All of this brings me back to why I enjoy teaching lighting at workshops. Over the past 6 years of hosting these workshops I’ve met so many photographers who like myself (when I started) are totally confused by studio lighting and it overwhelms them. What I try to achieve with my workshops is to open the curtain to the fashion industry and give a simplified overview of lighting, posing, retouching, business etc. I want to simplify the methods people have let overwhelm them and help them visually see light and for them to understand how and why it works and CAN work for them. On my latest workshops in NYC at Colony Studios (link) I shared 4 different techniques using broncolor lighting & a few simple accessories to get the most out of the set ups. There was 2 classes back to back, a total of 35 students who all had different backgrounds. It was amazing to meet so many people from different cities and countries with so much variety in their portfolios.
Each student had the opportunity to shoot after watching me demo the set up first - talking through each light set up, then the posing the model. The goal was to simplify the set up and help them understand how I see what works and what doesn’t. Not everything works immediately and I show that on set - I set these shoots up exactly as I would do on a shoot with my team for a client. Nothing is different. If I take 20 mins to set up a shot because the light doesn’t work straight away, you get to see that. Sometimes you turn up to set and you get the PERFECT light on the first round of test shots, sometimes it takes you 30 - 45 mins, sometimes longer. I don’t start until I’m satisfied with what I see.

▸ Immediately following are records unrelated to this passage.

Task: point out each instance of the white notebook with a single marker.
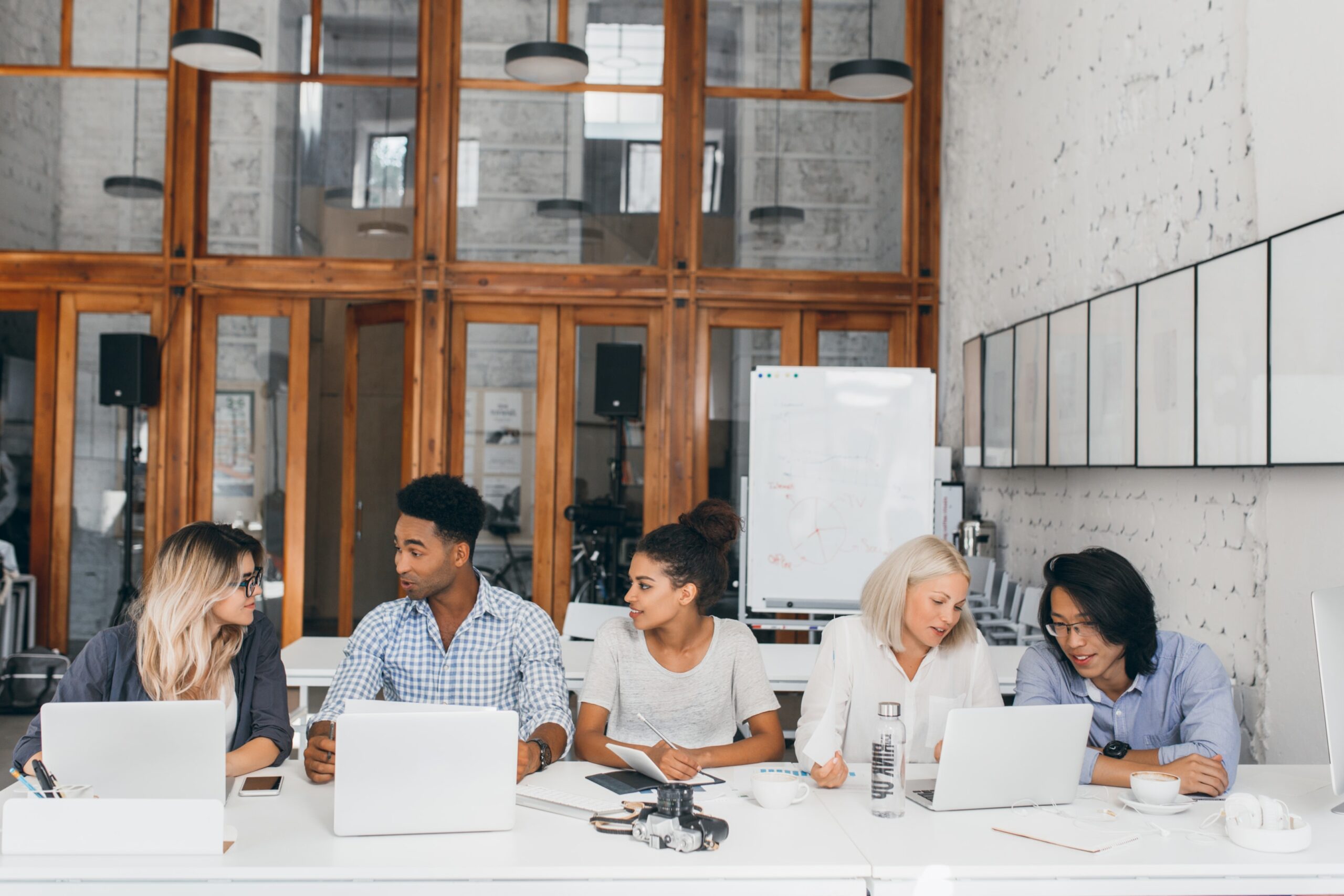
(1062, 830)
(640, 762)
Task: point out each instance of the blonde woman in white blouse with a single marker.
(916, 642)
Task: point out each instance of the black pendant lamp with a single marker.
(872, 78)
(777, 215)
(385, 227)
(133, 186)
(562, 208)
(217, 50)
(546, 62)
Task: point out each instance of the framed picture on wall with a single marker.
(1307, 331)
(1166, 409)
(1110, 379)
(1067, 405)
(971, 366)
(1232, 359)
(1031, 359)
(998, 399)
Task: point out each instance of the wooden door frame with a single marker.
(69, 308)
(296, 413)
(356, 318)
(655, 425)
(546, 319)
(897, 323)
(44, 440)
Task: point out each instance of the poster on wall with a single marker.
(971, 359)
(1110, 379)
(234, 462)
(1232, 359)
(1031, 342)
(1164, 414)
(1067, 406)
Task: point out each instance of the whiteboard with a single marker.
(842, 475)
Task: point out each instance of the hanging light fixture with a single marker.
(777, 214)
(872, 78)
(133, 186)
(383, 226)
(546, 62)
(217, 50)
(562, 208)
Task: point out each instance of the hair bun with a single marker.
(716, 520)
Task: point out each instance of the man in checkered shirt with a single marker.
(455, 640)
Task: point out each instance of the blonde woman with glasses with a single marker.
(195, 635)
(915, 642)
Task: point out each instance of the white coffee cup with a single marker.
(1155, 787)
(779, 789)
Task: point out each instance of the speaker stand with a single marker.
(128, 592)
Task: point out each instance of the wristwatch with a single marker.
(546, 753)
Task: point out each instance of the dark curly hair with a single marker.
(695, 549)
(1112, 593)
(452, 505)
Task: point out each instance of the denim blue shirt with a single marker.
(1183, 707)
(506, 655)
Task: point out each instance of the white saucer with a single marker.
(1182, 804)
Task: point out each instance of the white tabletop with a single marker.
(963, 852)
(289, 839)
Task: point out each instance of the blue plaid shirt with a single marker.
(506, 655)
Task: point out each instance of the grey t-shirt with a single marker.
(697, 708)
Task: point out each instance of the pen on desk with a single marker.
(662, 736)
(25, 782)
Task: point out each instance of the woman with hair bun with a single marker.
(692, 676)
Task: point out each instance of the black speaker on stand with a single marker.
(128, 376)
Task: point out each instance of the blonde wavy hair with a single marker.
(181, 653)
(884, 599)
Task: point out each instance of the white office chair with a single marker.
(584, 620)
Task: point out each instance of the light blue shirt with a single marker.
(1183, 707)
(506, 655)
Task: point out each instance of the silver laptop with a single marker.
(155, 749)
(1007, 755)
(420, 769)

The results you see are a series of images shot with very similar set ups; just changing one thing each time - whether the level of diffusion (shooting through a scrim) to make the light super soft, adding a leg light for fill on a long dress (and to get more detail where the light falls off), using v-flats for bounce or to stop bounce and make a more dramatic shadow (using the black side of a v-flat), feathering the light and also changing the distance between subject and background. You can see from the results that my choice of light is soft (because of my style and the theme of the shoot) and that by changing a few things in the lighting recipe you can choose to go high or low key.
When it comes to choosing a light set up - I almost always use one key and one fill. For portraits and full length fashion editorial sometimes just one key which is a large diffused source such as the broncolor 150 Octabox. For subtle fill I usually ‘box’ my model in with v-flats or add another light on a low power, with a smaller diffused accessory such as the 75 (3ft) Octabox. With one simple set up and very limited equipment you can get stunning results by making the most out of what you have.